With the solar power industry looking to the government to provide some kind of stability in the markets, performance-based RECs offer another alternative. A performance-based REC system is one in which REC creation is ongoing and based on the real output of the system that generates the electricity that they are credited to, and in which government intervention in the market would not be required to the same degree. Ideally, this would allow REC prices to self-regulate without government micromanagement of the details, reducing administration costs and red tape. Performance-based RECs, the measurement of whose productivity is ongoing and intermittent, could potentially offer an incentive that better and more honestly benefits small-scale power producers, the solar industry, and the environment.

Under the current scheme Australian RECs are issued up-front with a set ‘deeming period’ of 15 years. Based on the location and peak capacity of the system under consideration, a greater or smaller number of RECs is issued. The actual productivity of the system is never fact-checked: as long as the system is wired properly at the time of installation–even if it is sitting under a tree–that system will be issued the same number of RECs as a system of the same capacity in the same location. Compare this to a feed-in tariff (FiT) policy, under which a small-scale grid-connected solar power producer is paid for each kiloWatt-hour of electricity fed into the grid.

RECs are a type of renewable energy currency, and therefore have fluctuating market value, and the REC system has been established with the end goal of achieving an active market for renewable energy that ultimately benefits the environment. The REC system has done amazing things to promote and spread the use of solar power, and has moved Australia along in leaps and bounds on its way to fulfilling its potential as a solar-powered nation. However, not measuring the actual productivity of the system, RECs are not effectively fulfilling their intended purpose under the current scheme–no matter how well your system is performing, you do not stand to benefit proportionate to that performance. If promoting solar power and encouraging efficient energy use in is the main goal, RECs are performing their job less than optimally.

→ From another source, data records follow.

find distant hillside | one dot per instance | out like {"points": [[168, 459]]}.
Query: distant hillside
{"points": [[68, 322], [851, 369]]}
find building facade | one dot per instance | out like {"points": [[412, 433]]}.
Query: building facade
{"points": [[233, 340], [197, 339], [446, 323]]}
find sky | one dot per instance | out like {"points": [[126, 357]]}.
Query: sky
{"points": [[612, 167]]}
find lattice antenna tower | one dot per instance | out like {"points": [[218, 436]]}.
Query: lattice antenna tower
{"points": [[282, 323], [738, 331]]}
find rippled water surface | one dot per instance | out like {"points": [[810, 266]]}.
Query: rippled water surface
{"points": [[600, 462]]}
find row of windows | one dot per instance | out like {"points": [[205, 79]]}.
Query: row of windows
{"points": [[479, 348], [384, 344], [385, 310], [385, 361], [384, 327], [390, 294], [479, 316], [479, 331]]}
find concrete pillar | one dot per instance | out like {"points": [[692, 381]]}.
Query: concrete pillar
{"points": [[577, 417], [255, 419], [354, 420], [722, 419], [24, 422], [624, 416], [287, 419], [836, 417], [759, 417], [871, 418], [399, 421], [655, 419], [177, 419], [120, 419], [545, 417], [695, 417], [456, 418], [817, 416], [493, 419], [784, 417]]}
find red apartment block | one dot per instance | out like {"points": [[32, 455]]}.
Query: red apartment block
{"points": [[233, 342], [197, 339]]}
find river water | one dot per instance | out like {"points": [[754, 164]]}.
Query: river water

Solar power: how performance-based RECs work


A performance-based REC system functions as something of a hybrid model of a Renewable Energy Certificate scheme and a Feed-in Tariff. The differences between the three systems are summarised in the table below.

Performance based RECs vs FiTs vs Australian RECs
An overview of the differences between Australia-style RECS, Feed-in Tariffs, and performance-based RECs

Some key points to note:

-Performance-based RECs offer no up-front rebate, but do potentially offer better revenues (compared to conventional RECs) over the long-run

-With performance-based RECs, the price of certificates still fluctuates, but without the same degree of volatility.

-Installers are less susceptible to upturns and downturns in the market, because customers do not rely on the up-front discount that Australian RECs effectively provide.

-Residential solar electricity producers receive varying returns based on REC market rates, and may accumulate RECs, waiting to sell them until the price is favourable. The up-front discount that Australian RECs currently provide is instead distributed across the life of the system.

Whether performance-based RECS are appropriate for Australia cannot be said, and this policy tool is just one alternative of many to the current REC scheme, but there are a number of benefits, as described above. It is also worth noting that, despite all the issues that have recently arisen with Australia’s current REC scheme, it is still a useful and effective scheme that has enabled Australia to take great strides forward on its path toward 20% renewable energy by 2020. The solar power industry and its customers still stand to benefit significantly from the current REC program.